Thomas Friedman of CBS then presented Rumsfeld with quotes from September 2002 where he did describe the regime of Saddam Hussein in Iraq as an "immediate threat." Rumsfeld's response was that we may still find that they really were an immediate threat after all.
MoveOn.org has a video available which cuts off before Rumsfeld finishes his response.You can also read the full transcript from CBS (PDF), or there is a partial transcript below.
Sec. Rumsfeld: Well, you're the--you and a few other critics are the only people I've heard use the phrase `"immediate threat." I didn't. The president didn't. And, uh, it's become kind of folklore that that's--that's what's happened. The president went...

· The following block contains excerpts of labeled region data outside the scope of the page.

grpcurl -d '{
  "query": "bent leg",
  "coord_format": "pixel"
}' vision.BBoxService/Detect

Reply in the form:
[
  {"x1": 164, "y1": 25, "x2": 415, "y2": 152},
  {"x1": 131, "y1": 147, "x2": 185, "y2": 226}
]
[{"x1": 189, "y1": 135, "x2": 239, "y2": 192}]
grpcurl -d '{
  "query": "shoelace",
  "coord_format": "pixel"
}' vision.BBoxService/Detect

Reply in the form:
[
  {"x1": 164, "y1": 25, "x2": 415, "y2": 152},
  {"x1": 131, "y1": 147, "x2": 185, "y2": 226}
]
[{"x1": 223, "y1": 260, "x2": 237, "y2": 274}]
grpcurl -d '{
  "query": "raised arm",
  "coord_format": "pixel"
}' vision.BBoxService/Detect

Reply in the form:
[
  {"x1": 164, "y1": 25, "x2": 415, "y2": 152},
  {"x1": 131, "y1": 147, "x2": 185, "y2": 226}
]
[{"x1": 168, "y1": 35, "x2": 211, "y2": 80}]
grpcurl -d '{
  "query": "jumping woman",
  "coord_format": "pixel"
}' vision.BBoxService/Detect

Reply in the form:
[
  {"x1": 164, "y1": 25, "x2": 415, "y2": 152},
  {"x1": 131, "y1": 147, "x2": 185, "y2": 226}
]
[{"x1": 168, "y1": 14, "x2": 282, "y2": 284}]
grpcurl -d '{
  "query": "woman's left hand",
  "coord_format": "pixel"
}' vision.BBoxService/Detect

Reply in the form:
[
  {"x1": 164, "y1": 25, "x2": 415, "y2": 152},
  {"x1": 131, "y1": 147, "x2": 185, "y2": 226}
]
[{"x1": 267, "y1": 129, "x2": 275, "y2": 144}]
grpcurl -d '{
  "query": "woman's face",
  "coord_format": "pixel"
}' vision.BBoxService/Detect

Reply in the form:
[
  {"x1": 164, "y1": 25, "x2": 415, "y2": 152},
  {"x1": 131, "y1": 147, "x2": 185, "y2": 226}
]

Schieffer: You're saying that nobody in the administration said that.
Sec. Rumsfeld: I--I can't speak for nobody--everybody in the administration and say nobody said that.
Schieffer: Vice president didn't say that? The...
Sec. Rumsfeld: Not--if--if you have any citations, I'd like to see 'em.
Friedman: We have one here. It says "some have argued that the nu"--this is you speaking--"that the nuclear threat from Iraq is not imminent, that Saddam is at least five to seven years away from having nuclear weapons. I would not be so certain."
Sec. Rumsfeld: And--and...
Friedman: It was close to imminent.
Sec. Rumsfeld: Well, I've--I've tried to be precise, and I've tried to be accurate. I'm s--suppose I've...
Friedman: "No terrorist state poses a greater or more immediate threat to the security of our people and the stability of the world and the regime of Saddam Hussein in Iraq."
Sec. Rumsfeld: Mm-hmm. It--my view of--of the situation was that he--he had--we--we believe, the best intelligence that we had and other countries had and that--that we believed and we still do not know--we will know. David Kay said we're about 85 percent there. I don't know if that's the right percentage. But the Iraqi Survey Group--we've got 1,200 people out there looking. It's a country the size of California. He could have hidden his--enough chemical or biol--enough biological weapons in that hole that--that we found Saddam Hussein in to kill tens of thousands of people. So--so it's not as though we have certainty today.